Flight Risk (Antiques in Flight) Read online




  Dedication

  For my Grandpa Taylor, whose Antique Airfield is the inspiration for Antiques in Flight. In pursuing your passion, you inspired me to pursue mine.

  And for my Grandma Taylor, for always being exactly what I needed. I miss you every day.

  Chapter One

  Trevor Steele loosened the tie around his neck. It had been choking him all day. He sank into a blue-and-white-striped couch and stared at the fireplace mantel. An orderly row of family pictures smiled back. Mom, Dad, Shelby and him, years ago, frozen in time.

  Half the people in those pictures were dead and buried, and Trevor was left with the aftermath.

  He glanced at his eighteen-year-old sister, hovering near the door. The black dress and heels should have made her look older, but with her dark blonde hair pulled into a ponytail and no makeup on, she looked like a little girl playing dress up.

  What was he supposed to do with a kid graduating from high school in two months? A kid he’d barely been around the past four years and barely talked to in between undercover assignments. A kid who had just lost her mother. A kid who had nothing left.

  Except him.

  The choking feeling persisted, but there were no more articles of clothing to free from his neck.

  “So…” His voice came out raspy.

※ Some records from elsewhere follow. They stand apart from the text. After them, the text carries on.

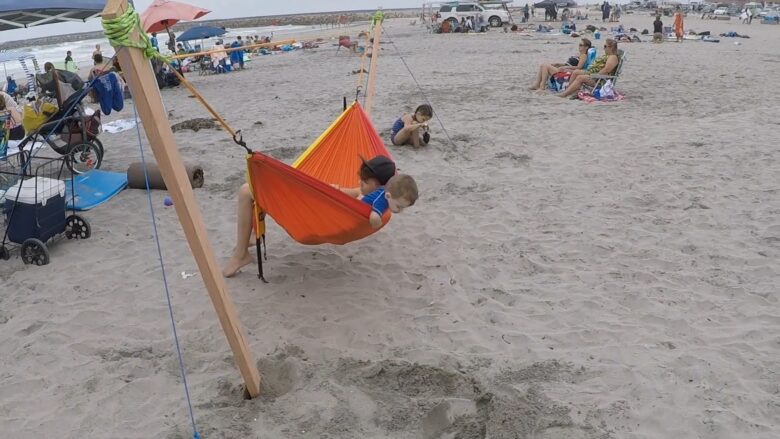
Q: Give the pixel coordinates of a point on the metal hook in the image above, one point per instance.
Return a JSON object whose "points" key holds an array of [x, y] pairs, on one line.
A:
{"points": [[239, 139]]}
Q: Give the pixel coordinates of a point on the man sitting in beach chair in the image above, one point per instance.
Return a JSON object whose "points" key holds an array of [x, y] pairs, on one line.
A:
{"points": [[605, 67]]}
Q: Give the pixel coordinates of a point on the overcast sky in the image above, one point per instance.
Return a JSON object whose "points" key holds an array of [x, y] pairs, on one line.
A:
{"points": [[222, 9]]}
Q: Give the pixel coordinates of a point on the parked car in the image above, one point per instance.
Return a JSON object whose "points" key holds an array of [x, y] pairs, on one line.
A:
{"points": [[454, 12]]}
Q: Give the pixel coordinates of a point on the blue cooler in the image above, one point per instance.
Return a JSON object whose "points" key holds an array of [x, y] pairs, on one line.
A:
{"points": [[38, 210]]}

He’d been talking all day. Talking to people he’d known his whole life. Listening to Pilot’s Point residents wax poetic about his mother’s dedication to the town. Then people had gone on about his dad. The five years in between their deaths had disappeared, and it was as if he’d lost them both in the same day.

  The pressure to be what Shelby needed and the town expected felt like a noose. He wished for the anonymity of pretending to be someone else, but his undercover days were suddenly, irrevocably, painfully over. Even if he stayed with the FBI, he now had to be Trevor Steele all the time, for Shelby.

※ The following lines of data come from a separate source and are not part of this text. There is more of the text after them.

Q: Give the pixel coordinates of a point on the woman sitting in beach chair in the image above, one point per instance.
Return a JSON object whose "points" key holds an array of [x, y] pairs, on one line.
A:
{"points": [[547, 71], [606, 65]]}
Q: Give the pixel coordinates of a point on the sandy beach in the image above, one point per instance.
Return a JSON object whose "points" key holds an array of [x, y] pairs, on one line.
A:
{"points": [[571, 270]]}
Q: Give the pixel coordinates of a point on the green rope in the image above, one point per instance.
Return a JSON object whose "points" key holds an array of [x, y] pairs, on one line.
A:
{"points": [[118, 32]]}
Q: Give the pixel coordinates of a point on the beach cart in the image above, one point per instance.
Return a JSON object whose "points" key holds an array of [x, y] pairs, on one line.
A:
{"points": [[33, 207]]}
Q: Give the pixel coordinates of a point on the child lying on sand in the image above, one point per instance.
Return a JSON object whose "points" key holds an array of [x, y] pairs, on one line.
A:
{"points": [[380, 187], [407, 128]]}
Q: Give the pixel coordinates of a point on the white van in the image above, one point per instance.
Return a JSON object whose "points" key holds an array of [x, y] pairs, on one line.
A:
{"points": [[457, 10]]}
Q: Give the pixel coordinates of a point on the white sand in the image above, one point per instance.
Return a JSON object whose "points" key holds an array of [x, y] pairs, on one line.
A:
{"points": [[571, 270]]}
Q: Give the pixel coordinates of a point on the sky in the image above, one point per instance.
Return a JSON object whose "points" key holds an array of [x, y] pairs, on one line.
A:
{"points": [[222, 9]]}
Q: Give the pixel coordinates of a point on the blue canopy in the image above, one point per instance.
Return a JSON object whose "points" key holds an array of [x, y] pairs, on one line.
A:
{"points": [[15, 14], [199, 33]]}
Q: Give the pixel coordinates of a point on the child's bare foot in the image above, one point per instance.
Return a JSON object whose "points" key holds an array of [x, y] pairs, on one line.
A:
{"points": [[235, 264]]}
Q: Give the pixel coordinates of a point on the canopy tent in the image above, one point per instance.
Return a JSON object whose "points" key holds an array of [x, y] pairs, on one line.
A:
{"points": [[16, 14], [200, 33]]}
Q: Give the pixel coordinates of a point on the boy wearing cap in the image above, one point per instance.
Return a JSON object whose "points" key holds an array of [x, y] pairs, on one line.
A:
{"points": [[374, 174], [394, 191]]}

  “I’m going to go upstairs.” Her voice was little more than a whisper and she didn’t look at him. In fact, Trevor hadn’t seen her blue eyes angled toward him since he’d returned home from Seattle.

  Too late.

  His mother had still been breathing when he’d arrived, but barely. He’d said his good-byes to a quickly failing body. Not to Mom. There had been no miracle hand squeeze. She’d merely faded away and the words too late had haunted him ever since.

  “Shelby.” Trevor stood, at a loss. He wanted to comfort her, to make the pain go away, but all that came out was a lame apology. “I’m so sorry. I thought we had more time.”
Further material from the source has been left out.